If those crazy crazy loons in the scientific community and Al Gore, are to be believed instead of sensible highly-informed media pundits and our forward-thinking embryonic stem cell savior of a President, then within a generate no one will think of summer as something to look forward to. Rather winter will be seen as the season of some relief, and summer the season of death.

2006.07.25

TV Stuff

They've allowed me to expand a little at TVSquad and post on some news and other interesting stuff, so those of you who stop by this page, but never watch TV, can now be spared some of my obsessions over it, and those who do share them, can start here: Exposing the Hanso Foundation, or here: Terry O'Quinn misses the old Locke too.

2006.07.24

South Park

[Via TV Squad] found a Penn (of Penn and Teller) interview Trey Parker (of South Park), which got me thinking about the show, which I love. It made me think of the most obnoxious unfunny episode of the year -- the one I found personally offensive -- the hybrid car episode which portrayed all hybrid car owners as smug self-righteous weenies. I don't have a hybrid car (I don't have any car, but when/if the point comes that I need one, I definitely would buy one).  

Continue reading "South Park" »

2006.07.23

My Super-Conflicted Movie-Going Experience

Uma Thurman is a superhero, so this movie gets fifteen thumbs up. And the first half hour is pretty good. Luke Wilson plays a shallow nebbish who eff's her and can't wait to dump her for the similarly shallow character (played by always-adorable Anna Faris) who leads him on for the hell of it, even though she has a boyfriend and just uses Luke to feed her ego. No, no, I've got that all wrong.

Devan_6402133_max2 Luke Wilson is a great guy, you see, and the Anna Faris character is a great girl. These are apparently the good people. Luke has a problem. His problem is that he needs to break up with his crazy girlfriend and he doesn't know whether to be a man and do it straight up, or try to weasel out of it. This being a light comedy and Luke such a lovable guy, he chooses to weasel out.
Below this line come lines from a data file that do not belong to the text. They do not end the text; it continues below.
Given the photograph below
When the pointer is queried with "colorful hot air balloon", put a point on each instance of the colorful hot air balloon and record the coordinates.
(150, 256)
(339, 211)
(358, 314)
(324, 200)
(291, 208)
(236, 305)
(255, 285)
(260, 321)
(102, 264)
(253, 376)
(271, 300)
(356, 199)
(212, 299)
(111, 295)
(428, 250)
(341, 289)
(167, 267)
Now young Luke has another problem, his super ex-girlfriend is psycho and makes his life hell. He decides the only thing to do is finally sit down and tell her the truth and talk it out like adults. Oh, he doesn't? First he decided to trap his ex and expose her to kryptonite-like stuff. He will rob her of her powers, the world of its hero, because that is what is easiest for him, you see.

He is the protagonist of the movie, and isn't that how protagonists behave? Isn't that what Lois Lane would do in the same situation? She wouldn't? Hm. I don't understand this. Is this the bizarro world? Of course! That is it. This is an avant-garde film, at last we see the superhero-motif explored at movie-length from the p.o.v. of villains.
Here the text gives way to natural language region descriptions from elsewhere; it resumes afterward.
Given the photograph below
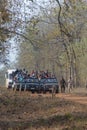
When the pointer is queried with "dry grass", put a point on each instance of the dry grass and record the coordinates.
(26, 111)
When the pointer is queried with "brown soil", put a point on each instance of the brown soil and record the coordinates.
(26, 111)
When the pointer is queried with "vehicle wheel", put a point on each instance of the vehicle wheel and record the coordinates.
(33, 92)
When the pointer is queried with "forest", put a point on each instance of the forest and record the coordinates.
(45, 35)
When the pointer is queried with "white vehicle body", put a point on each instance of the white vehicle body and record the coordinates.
(8, 76)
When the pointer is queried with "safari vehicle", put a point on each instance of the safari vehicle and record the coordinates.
(48, 84)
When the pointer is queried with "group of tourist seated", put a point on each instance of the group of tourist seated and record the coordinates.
(22, 74)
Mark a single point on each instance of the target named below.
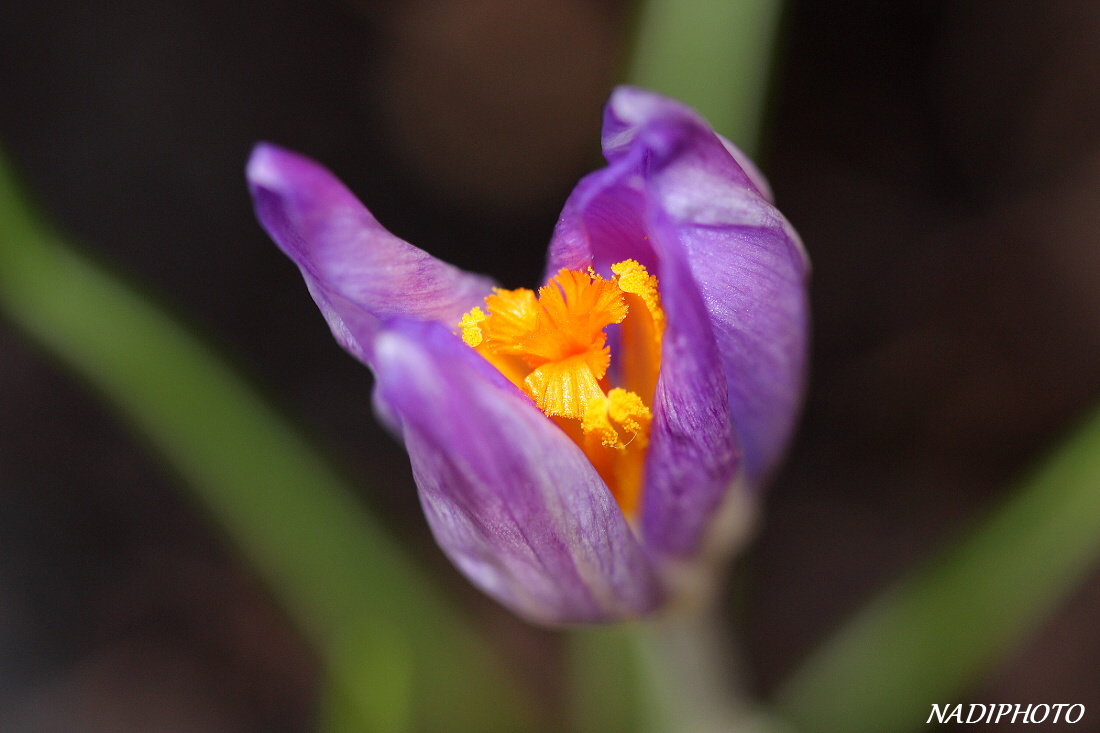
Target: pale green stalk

Maybe not, maybe I am giving the filmmakers too much credit.

Whatever their intention, Reitman and friends have made what is clearly the greatest superhero film of all time.

Uma Thurman uses her x-ray powers to somehow mine a vein of humanity from within her hatefully-written character, she proves invulnerable to cynically-contrived scenarios, and every moment she is on screen she has our sympathy and our affection; she soars above this shit, and only she has the strength to protect us from the foul misbegotten ill-conceived misdirection of effort entitled My Super Ex-Girlfriend.

For her pains, the filmmakers don't even bother to give her a name behind her super-initial. And I thought killing Bill was tough.

Uma Thurman is a superhero.

2006.07.22

Stop shouting: NOW IT WORKS PERFECT

Fixed one annoying design flaw that keyboards have been plagued with for what-reason-I- cannot-fathom. I've now performed this simple hack on my last three computers, saving myself hours of backspacing and exasperation!